METTL1 mediated tRNA m7G modification promotes leukaemogenesis of AML via tRNA regulated translational control

Abstract

Background: RNA modifications have been proven to play fundamental roles in regulating cellular biology process. Recently, maladjusted N7-methylguanosine (m⁷G) modification and its modifiers METTL1/WDR4 have been confirmed an oncogene role in multiple cancers. However, the functions and molecular mechanisms of METTL1/WDR4 in acute myeloid leukemia (AML) remain to be determined.
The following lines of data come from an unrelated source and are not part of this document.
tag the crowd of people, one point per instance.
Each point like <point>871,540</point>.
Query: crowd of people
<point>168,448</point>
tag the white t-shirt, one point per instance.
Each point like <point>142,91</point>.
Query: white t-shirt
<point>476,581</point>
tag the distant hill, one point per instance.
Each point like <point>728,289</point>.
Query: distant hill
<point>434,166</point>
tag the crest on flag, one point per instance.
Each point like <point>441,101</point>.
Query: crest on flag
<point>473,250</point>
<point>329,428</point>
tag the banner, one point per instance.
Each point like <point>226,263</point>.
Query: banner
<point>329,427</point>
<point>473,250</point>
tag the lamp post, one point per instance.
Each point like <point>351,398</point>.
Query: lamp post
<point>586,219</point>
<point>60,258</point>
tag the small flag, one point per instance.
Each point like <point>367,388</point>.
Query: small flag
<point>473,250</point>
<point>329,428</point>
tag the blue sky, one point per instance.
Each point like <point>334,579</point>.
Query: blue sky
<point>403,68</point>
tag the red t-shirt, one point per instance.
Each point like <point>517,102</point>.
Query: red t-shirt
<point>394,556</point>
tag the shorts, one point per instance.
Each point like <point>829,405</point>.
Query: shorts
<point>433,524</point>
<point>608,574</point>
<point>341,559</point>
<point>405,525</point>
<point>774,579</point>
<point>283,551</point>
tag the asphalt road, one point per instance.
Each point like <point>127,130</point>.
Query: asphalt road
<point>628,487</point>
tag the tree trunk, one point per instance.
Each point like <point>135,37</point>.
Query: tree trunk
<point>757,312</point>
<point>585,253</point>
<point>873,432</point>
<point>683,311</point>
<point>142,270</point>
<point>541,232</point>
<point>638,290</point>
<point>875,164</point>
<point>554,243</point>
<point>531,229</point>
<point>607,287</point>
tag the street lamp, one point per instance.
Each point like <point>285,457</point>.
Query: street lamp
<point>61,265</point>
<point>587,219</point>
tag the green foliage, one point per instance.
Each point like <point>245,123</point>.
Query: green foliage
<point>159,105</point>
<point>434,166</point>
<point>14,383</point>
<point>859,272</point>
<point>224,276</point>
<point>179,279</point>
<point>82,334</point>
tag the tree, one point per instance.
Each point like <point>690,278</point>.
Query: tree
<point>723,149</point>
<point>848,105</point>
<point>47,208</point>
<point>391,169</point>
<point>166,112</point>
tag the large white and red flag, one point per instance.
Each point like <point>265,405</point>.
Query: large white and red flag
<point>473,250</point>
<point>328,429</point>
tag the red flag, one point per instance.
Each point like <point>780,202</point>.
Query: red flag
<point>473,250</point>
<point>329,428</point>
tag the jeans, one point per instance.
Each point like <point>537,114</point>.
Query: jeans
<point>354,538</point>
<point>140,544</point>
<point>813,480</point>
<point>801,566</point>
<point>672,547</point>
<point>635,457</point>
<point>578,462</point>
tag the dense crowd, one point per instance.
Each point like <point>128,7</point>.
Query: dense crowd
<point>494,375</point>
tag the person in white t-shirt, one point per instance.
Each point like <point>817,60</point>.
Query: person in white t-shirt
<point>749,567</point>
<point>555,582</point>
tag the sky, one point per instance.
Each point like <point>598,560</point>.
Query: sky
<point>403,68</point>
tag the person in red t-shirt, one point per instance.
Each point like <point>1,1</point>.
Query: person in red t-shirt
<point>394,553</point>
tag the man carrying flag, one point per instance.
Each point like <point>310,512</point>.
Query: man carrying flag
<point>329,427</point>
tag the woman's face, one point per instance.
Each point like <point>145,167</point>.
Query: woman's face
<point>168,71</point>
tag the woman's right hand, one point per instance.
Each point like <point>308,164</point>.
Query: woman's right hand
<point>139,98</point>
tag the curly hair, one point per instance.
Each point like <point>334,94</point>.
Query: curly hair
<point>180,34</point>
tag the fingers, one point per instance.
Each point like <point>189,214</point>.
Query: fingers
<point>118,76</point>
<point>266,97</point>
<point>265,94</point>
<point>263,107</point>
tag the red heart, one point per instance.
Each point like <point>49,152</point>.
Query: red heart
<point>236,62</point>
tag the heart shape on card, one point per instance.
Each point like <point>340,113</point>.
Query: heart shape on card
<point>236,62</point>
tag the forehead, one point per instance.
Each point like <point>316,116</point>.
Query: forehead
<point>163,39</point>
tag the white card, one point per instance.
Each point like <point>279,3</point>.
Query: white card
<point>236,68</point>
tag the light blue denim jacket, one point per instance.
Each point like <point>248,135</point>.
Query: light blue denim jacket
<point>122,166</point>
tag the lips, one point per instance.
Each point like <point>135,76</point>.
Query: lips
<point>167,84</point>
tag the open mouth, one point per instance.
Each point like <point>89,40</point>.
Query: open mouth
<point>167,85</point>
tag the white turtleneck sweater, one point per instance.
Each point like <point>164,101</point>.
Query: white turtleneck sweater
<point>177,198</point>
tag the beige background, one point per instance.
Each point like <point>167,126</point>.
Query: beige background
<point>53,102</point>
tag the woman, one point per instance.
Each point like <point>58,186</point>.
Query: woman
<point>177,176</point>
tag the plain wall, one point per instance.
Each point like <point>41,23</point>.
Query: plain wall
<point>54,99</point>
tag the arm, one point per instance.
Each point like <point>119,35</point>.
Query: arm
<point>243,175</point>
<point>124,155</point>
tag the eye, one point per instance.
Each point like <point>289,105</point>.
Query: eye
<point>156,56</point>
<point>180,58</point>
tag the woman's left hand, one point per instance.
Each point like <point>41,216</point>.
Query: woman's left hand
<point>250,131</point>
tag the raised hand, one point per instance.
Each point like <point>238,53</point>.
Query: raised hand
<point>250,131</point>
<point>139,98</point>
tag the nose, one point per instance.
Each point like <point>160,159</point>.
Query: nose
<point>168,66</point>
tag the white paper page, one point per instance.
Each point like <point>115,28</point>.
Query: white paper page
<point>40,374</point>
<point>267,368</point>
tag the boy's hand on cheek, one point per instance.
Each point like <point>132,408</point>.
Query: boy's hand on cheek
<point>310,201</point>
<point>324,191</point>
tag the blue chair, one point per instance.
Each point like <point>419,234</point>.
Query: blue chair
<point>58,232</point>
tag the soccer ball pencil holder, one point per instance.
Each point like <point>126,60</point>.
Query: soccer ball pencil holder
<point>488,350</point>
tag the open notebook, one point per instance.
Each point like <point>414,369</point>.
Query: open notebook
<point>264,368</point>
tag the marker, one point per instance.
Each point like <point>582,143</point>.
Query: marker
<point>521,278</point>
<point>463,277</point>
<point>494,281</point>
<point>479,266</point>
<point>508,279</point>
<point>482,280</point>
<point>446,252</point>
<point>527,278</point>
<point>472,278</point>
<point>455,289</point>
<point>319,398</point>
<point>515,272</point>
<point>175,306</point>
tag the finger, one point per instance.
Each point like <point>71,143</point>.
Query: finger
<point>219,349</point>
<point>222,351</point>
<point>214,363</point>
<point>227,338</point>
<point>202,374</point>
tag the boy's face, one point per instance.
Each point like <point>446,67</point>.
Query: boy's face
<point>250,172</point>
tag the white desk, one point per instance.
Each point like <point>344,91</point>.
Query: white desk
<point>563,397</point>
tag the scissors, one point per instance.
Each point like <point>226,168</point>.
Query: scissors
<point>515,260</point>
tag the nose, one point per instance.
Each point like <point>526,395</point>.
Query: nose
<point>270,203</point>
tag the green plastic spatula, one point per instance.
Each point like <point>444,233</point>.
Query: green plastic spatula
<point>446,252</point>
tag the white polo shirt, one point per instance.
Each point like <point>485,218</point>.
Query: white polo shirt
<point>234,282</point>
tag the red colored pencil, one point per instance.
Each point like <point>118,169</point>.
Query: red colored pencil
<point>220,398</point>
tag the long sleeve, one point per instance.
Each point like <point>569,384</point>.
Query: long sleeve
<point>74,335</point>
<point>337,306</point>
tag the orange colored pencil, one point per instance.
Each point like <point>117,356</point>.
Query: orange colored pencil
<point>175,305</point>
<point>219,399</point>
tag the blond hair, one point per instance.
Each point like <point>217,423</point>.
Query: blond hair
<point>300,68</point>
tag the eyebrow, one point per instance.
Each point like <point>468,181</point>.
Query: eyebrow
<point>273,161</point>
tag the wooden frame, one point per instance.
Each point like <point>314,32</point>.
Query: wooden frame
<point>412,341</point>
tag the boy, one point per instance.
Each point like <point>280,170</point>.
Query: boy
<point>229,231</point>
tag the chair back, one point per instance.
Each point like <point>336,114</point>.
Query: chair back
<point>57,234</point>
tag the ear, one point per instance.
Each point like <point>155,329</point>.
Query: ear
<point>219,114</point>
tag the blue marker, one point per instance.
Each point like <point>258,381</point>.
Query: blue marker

Methods: METTL1/WDR4 expression levels were quantified using qRT-PCR, western blot analysis on AML clinical samples, and bioinformatics analysis on publicly available AML datasets. CCK-8 assays and cell count assays were performed to determine cell proliferation. Flow cytometry assays were conducted to assess cell cycle and apoptosis rates. Multiple techniques were used for mechanism studies in vitro assays, such as northern blotting, liquid chromatography-coupled mass spectrometry (LC-MS/MS), tRNA stability analysis, transcriptome sequencing, small non-coding RNA sequencing, quantitative proteomics, and protein synthesis measurements.

Results: METTL1/WDR4 are significantly elevated in AML patients and associated with poor prognosis. METTL1 knockdown resulted in reduced cell proliferation and increased apoptosis in AML cells. Mechanically, METTL1 knockdown leads to significant decrease of m⁷G modification abundance on tRNA, which further destabilizes tRNAs and facilitates the biogenesis of tsRNAs in AML cells. In addition, profiling of nascent proteins revealed that METTL1 knockdown and transfection of total tRNAs that were isolated from METTL1 knockdown AML cells decreased global translation efficiency in AML cells.

Conclusions: Taken together, our study demonstrates the important role of METTL1/WDR4 in AML leukaemogenesis, which provides a promising target candidate for AML therapy.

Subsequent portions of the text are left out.